1:09 In order to prepare the
1:11 material, we’ve been trying to clean some of the leaves off. You know basically, I’m
1:17 using them as lines with which to draw. There’s an energetic quality implying that there’s
1:24 the kind of motion that you might think of with wind or water.
1:33 See how there’s little white spots there? If you just work those.
1:36 STUDENT 1: It’s really great, the opportunity to work with Patrick to learn how to do with
1:45 this material because no one is showing that you in school.
1:50 PATRICK DOUGHERTY: If we can just cover some of the ends that look cut, it increases the
1:56 illusion that this is not manmade, that it has a life of its own.
2:05 STUDENT 2: I’m giving to Patrick last stick.
2:13 PATRICK DOUGHERTY: We’ve been waiting hard
2:14 to see what the whole effect will be.
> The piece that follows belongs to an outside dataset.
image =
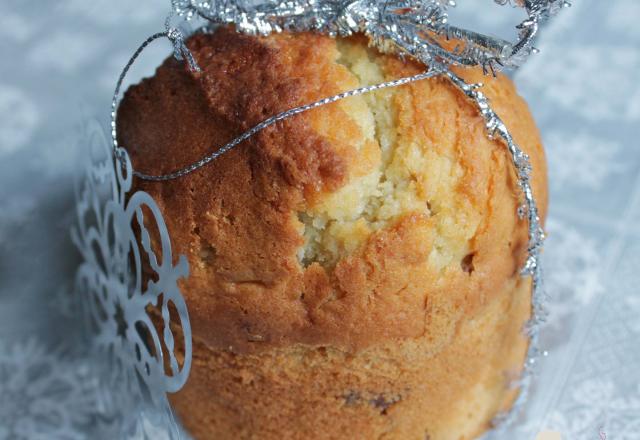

You know, I was afraid to have something be so
2:23 tall that it — that it seemed kind of up there in the atmosphere or the stratosphere,
2:29 and we needed it to come down so that it could be approachable, so that you could almost
2:33 reach up and touch it and have a sense that oh it’s not really up there. It’s down here
2:40 with us.
2:41 I think that it looks amazingly free up there, in a building that’s square and that’s stark.
2:49 I think it really humanizes it. It brings a little bit of the forest, a little bit of
2:54 the environment to play.
2:59 The important part of art is the interplay with the public. With building something,
3:04 when you’re on the line and there’s a constant interchange between the people who are viewing
3:09 it and you the maker. And you have to dominate to some degree because you’re – it’s your
3:14 idea, but you are informed by the public. You’re informed by their space.
3:22 This kind of work really plays to the – what the Art in Embassy is – program is trying
3:27 to do — it’s to try to really reach out on a real human level to the — to people around
3:32 the world and say we have a huge commonality with you, and please try to enjoy something
3:39 about this sculpture that — that we both can appreciate.